Lately, a batch of Fe-Mn alloys was recommended due to their faster degradation, better mechanical compatibility and magnetic resonance imaging (MRI) compatibility compared with pure iron [15, 16]. To further accelerate the degradation rate, microalloying with C [17], Si [18], Pd [14] or Ag [19] in biodegradable Fe-Mn metals is considered to be a good method. The reasons for this are: First, the matrix has a lower standard electrode potential. Second, the precipitates in the matrix could induce microgalvanic corrosion and hence accelerate the degradation rate. In addition, as biodegradable implants, good biocompatibility is another crucial property for clinical application. In our previous work, we found that Ag-bearing Fe-30Mn alloys exhibit better mechanical properties and increased compatibility of MRI [19] with an accelerated degradation rate. However, the biocompatibility of Ag-bearing Fe-30Mn alloys has not been explored. In this work, biodegradable Fe-30Mn alloy with different contents of Ag was developed. The degradation characteristics, mechanical properties, magnetic susceptibility and biocompatibility of these alloys were systematically investigated.

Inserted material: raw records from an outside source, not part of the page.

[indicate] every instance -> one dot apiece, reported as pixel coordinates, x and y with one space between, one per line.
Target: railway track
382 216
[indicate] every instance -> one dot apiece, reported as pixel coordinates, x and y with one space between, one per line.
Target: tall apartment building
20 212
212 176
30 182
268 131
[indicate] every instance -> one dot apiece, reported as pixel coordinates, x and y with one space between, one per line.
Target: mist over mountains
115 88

The master alloys of Fe-30Mn-XAg (X = 1, 2, 5, 10 wt%) were fabricated by arc-melting in an Ar atmosphere followed by rapid solidification with water-cooling copper mold casting. The alloy rods with 3 mm in diameter and 50 mm in length were fabricated using the industrial purity of Fe (99.5 wt%), pure Mn (99.9 wt%) and pure Ag (99.99 wt%). A Rigaku D/MAX-2500/PC X-ray diffraction (XRD) with a Cu radiation and a JSM-6610A scanning electron microscope (SEM) with an X-ray energy-dispersive spectrometer (EDS) were performed on the microstructure and phase identification. The microstructure was also observed by transmission electron microscopy (TEM, FEI Tecnai F20). The thin foil specimen was prepared by twin-jet electropolishing in a solution of 10% HClO4 and 90% C2H6O at a temperature of - 30 °C and finally cleaned by low-angle ion milling for TEM observation. For mechanical tests, the compressive samples were cut with an aspect ratio of 2:1 and a mechanical testing machine (Reger, RGM-4100) was used with a strain rate of 5 × 10-4 s-1. The magnetic performance was recorded by the vibrating sample magnetometer (VSM, Quantum Design, VersaLab).

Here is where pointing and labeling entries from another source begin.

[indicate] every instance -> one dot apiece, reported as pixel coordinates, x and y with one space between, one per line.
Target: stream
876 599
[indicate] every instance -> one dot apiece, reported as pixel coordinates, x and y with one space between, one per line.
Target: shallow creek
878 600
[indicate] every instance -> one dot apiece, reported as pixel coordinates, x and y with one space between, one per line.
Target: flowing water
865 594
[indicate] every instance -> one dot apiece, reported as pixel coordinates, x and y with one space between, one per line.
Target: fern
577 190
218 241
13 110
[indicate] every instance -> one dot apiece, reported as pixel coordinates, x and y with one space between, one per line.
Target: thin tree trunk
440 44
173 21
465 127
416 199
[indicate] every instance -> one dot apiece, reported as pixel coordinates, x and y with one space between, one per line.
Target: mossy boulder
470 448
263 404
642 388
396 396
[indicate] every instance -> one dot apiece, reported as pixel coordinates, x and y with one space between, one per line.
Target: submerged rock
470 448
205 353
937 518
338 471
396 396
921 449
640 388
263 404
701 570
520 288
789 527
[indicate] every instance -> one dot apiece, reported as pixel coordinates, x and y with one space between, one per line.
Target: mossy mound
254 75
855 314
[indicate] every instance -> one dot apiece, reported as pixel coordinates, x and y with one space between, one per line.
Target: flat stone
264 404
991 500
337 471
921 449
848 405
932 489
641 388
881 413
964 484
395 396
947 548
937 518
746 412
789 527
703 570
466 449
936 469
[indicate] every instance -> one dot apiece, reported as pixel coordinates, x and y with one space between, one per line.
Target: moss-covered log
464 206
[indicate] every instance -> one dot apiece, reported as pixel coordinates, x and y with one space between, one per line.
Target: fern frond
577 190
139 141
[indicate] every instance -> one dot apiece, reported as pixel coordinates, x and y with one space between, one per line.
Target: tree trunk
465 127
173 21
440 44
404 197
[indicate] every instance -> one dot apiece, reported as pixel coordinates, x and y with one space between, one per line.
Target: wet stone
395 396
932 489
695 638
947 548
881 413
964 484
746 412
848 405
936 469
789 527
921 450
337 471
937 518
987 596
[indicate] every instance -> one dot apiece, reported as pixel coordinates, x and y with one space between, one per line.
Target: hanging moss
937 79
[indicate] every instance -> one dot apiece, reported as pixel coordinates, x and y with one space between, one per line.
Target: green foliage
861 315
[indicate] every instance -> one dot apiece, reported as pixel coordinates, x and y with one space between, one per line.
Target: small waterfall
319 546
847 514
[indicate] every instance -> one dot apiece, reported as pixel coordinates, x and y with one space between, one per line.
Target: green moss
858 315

Before the electrochemical tests, each sample was embedded by epoxy resin with an end surface area exposed, which was ground with silicon carbide papers up to 3000 grit, and then cleaned in absolute ethyl alcohol ultrasonically, followed by washing in distilled water and air-drying. In this study, electrochemical tests were carried out in an electrochemical workstation (CHI660E) with a three-electrode cell by putting the specimen, a platinum electrode and a saturated calomel electrode (SCE) into Hank’s solution at 37 ± 0.5 °C. Prior to the open-circuit potential (OCP) measurement, all the samples were soaked for 20 min in order that the stability of the following experiment can be ensured. The potentiodynamic polarization behavior was measured at a scanning rate of 0.33 mV/s when the OCP reached a steady state. The micrographs and chemical composition of the corrosion products were characterized by SEM with EDS. According to ASTM-G31-72 standard, the static immersion tests were carried out at 37 °C in water bath for 1, 2, 4, 8 and 12 weeks, respectively. After immersed for 2 weeks and 4 weeks, the element concentrations released into the solutions were detected by ICP-OES (PE, Optima 8000).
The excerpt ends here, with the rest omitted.